そして「三十三に応現する」というのは、いろんな人間の姿に変身して地上に待機していると説かれているのだ。ある時は国王であり、ある時は僧侶であり。ある時は長者であり、ある時は道行く普通の男女だったりする。つまり、あの人も観音様、この人も観音様、あなたも観音様というわけであるので地上に遍満しているということになる。

そういう、思想を知ってこの千体仏を改めて見直すと、なるほどとうなずける。そして千体の観世音菩薩がたくさんの顔と手を持ち、その手には一眼を有しているのだから、たいへんなパワー、無限の救いがあるということになるのである。平安当時の戦や飢饉、疫病が流行する中で、人々がどれだけ観世音菩薩に救いを求めたのかが伝わってくるのである。

お堂の端から端までゆっくりと移動しながら参拝者に並んで観て行ったのだが、千体物の最前列に間隔を置いてお祀りされている「二十八部衆」と「風神・雷神像」に目が留まった。鎌倉中期の作でいずれも桧材の寄木造りで表面が彩色され玉眼が入っている素晴らしいリアリズム彫像である。元々、二十八部衆は仏教以前の古代インドの神々であったが、仏説を聴くことを喜び仏教の信者を守護するようになったとされている。
一体一体を説明していくとたいへん長くなってしまう。その中の僕がもっとも好きな像である「迦楼羅王・かるらおう」の像が含まれていた。鳥頭人身で有翼の夜叉に表現される八部衆の一。横笛を吹き、右脚で拍子をとる音楽神として表されることが多い。
元々は古代インドのコブラを常食とする「金翅鳥・こんしちょう」とされ、これがガルダ神となり、迦楼羅王となる。中国を通して日本に伝来されると雅楽の舞踏にも登場し、それがカラスとなる。ガルダ~カルラ~カラスという変容である。バリに渡ると霊長ガルーダ(ガルーダ航空のシンボル)となり、こちらでも舞踏に登場する。また「カラステング」の祖先とも言われている。

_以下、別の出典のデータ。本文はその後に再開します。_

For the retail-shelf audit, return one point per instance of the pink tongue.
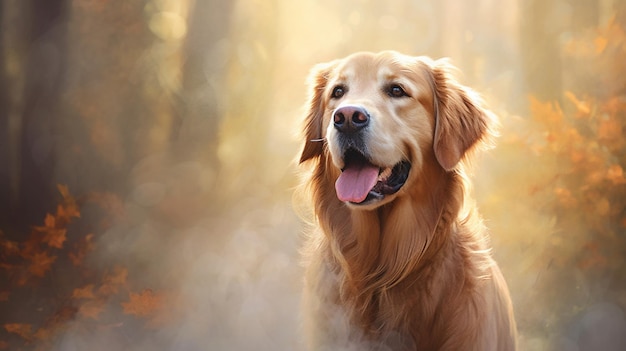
(356, 181)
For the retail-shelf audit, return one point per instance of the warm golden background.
(147, 148)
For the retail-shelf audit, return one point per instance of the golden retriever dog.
(398, 258)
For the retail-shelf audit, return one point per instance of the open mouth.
(361, 182)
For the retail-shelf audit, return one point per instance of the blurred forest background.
(147, 165)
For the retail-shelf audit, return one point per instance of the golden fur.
(412, 271)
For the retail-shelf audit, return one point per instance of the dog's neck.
(376, 250)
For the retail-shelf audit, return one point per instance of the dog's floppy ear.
(460, 120)
(314, 143)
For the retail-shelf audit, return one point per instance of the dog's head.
(380, 117)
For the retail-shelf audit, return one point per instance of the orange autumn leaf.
(582, 106)
(43, 333)
(609, 129)
(41, 262)
(82, 248)
(22, 329)
(615, 174)
(8, 247)
(67, 211)
(55, 238)
(85, 292)
(143, 304)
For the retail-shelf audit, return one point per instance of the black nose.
(350, 119)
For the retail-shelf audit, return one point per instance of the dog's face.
(380, 117)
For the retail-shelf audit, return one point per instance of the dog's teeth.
(384, 174)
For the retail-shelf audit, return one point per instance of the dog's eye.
(396, 91)
(338, 92)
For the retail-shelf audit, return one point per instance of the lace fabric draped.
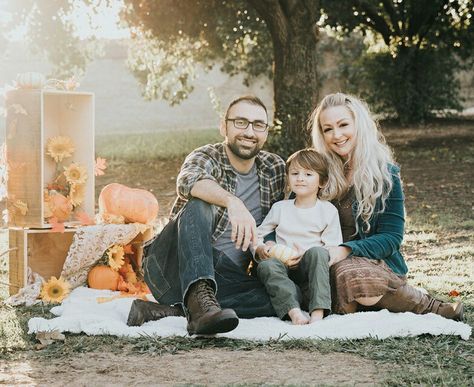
(88, 246)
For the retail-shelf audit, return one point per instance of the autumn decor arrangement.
(54, 290)
(127, 205)
(118, 269)
(49, 187)
(66, 192)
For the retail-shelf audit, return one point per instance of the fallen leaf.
(48, 337)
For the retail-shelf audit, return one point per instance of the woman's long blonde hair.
(370, 159)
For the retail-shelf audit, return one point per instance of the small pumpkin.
(282, 252)
(134, 204)
(103, 277)
(30, 80)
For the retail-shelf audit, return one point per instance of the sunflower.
(131, 277)
(77, 194)
(75, 174)
(55, 290)
(60, 147)
(21, 206)
(116, 257)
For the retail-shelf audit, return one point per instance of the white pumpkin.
(282, 253)
(30, 80)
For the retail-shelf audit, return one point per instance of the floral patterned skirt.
(356, 277)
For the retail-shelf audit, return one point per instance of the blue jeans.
(183, 254)
(308, 282)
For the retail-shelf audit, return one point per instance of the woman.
(367, 270)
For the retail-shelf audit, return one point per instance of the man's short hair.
(251, 99)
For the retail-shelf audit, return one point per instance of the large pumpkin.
(134, 204)
(103, 277)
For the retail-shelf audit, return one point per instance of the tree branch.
(272, 13)
(392, 13)
(379, 24)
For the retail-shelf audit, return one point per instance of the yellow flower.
(55, 290)
(131, 277)
(21, 206)
(116, 257)
(77, 194)
(60, 147)
(75, 174)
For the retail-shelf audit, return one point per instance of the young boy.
(308, 225)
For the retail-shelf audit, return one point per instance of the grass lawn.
(437, 164)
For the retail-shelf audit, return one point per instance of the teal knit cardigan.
(385, 236)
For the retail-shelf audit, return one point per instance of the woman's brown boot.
(408, 299)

結局、一度ではぜんぜん観足りなくて、お堂を2往復してしまった。ここまででもすごい密度である。このまま帰宅しても良いぐらいなのだが、このエリア、まだまだ先が長い。入り口を出てお堂の周囲を一周してから午後一時過ぎ、次の寺院へと歩き始めた。
画像はトップが「迦楼羅王」像、下が向かって左から同じく迦楼羅王像、風神・雷神像、十一面千手千眼観世音菩薩、お堂の中尊、千手観音菩薩坐像(国宝)以上、寺院解説書より転載。三十三間堂の屋根と外観。